Юлька от природы русая, крашенная в брюнетку, но за рулем в ней просыпается блондинка. Слава богу, не всегда просыпается, а только когда Юля напугана, потому нужно уберечь ее от стрессов, ведь она проехала на своем «Крайслере Вояджере» уже пятьсот километров. Лучший способ не дать водителю заснуть – вовлечь его в эмоциональную беседу.
– Не сплю я, просто задумалась о том, какой к тебе применить этнохороним.
– Что? – теперь встрепенулась Юлька, подобралась, глядя на дорогу. – Где, кого хороним?
– Ну как называть жительницу Набережных Челнов. Набережная членинка? Ой, простите, челновка… челночка… Извини, только гадость в голову лезет.
– А я вот знаю, но не скажу. Мучайся… Ты, зануда, теперь себя сожрешь! А интернета-то и нет!
Если и было в русском языке какое-то правило образования этнохоронимов, то Ксения его не знала. Однако то ли с рождения, то ли родителями в нее было заложено чувство гармонии, некое языковое чутье, и она без труда улавливала закономерности. Что касается жителей города, куда лежал путь к Юлиным родителям, то они либо челнинцы, либо челновчане. Но скорее челнинцы.
Ксения поделилась предположением, на что Юлька лишь злорадно улыбнулась. И то хорошо – взбодрилась, не засыпает.
– Юль, давай переночуем в Чебоксарах? Я верю, что ты можешь проехать пятьсот кэмэ за день, но не в этот раз, хорошо? Мы два часа потеряли в пробке, а час на МКАДе равен пяти часам на загородной трассе. Считай, ты двадцать четыре часа за рулем. Ну?
– Да что тут осталось? Дороги, смотри, пустые… Если сравнивать с Москвой.
На протяжении почти всего пути сёла боролись с подступающим лесом за право приблизиться к дороге. Пять минут назад к ней темной стеной подступал лес, а теперь он за перепаханным полем щетинится копьями верхушек, минута – и трассу от него отделяет дачный поселок с разноцветными крышами. Жаль, что он безымянный, у здешних населенных пунктов забавные названия. Ксения всмотрелась в приближающийся указатель. Что у нас там? О боже…
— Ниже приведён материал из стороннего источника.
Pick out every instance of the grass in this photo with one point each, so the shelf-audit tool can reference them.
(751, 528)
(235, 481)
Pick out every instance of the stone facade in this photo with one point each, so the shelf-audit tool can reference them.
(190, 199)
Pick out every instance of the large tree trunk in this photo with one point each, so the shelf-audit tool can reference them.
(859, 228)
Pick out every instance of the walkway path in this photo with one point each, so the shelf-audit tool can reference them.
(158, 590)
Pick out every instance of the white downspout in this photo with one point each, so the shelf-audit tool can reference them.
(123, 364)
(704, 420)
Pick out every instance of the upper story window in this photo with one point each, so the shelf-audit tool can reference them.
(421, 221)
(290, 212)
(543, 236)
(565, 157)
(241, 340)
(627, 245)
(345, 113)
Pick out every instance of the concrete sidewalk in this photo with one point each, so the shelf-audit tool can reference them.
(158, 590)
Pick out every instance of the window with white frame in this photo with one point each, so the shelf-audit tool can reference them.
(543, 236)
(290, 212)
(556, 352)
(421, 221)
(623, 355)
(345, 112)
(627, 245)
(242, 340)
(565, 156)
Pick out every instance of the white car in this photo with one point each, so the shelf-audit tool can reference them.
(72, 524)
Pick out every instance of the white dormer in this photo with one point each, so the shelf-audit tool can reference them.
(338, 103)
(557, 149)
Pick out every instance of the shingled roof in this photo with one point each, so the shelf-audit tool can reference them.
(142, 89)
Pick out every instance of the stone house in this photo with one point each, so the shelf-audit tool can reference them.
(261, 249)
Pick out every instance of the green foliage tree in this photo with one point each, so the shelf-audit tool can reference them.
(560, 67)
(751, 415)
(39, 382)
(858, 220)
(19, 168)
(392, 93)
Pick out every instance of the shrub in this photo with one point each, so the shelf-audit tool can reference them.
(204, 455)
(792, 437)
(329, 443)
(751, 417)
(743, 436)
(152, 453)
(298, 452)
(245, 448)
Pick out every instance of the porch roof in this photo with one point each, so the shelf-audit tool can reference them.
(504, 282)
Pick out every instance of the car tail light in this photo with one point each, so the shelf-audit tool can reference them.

– Налево не поворачивай, – сдерживая смех, посоветовала Ксения. – Там – Лесные Хачики.
– Не поняла…
От мысли о том, что Юлька игнорирует знаки, стало совсем не смешно. А может, как почти все чайники (все-таки два года – небольшой водительский стаж), она не видит ничего, кроме обочины и дороги в радиусе двадцати метров. Проверять степень Юлькиной чайниковости Ксения не стала, она определила другую цель – уложить подругу спать, потому что внимание ее на нуле. Стоит вот этому лесовозу с бревнами затормозить, и «Крайслер» в него встрянет. Юлька приготовилась обгонять лесовоз, и Ксения вцепилась в подлокотники руками, в сиденье – задницей, на всякий случай зажмурилась, хотя левая полоса была свободной.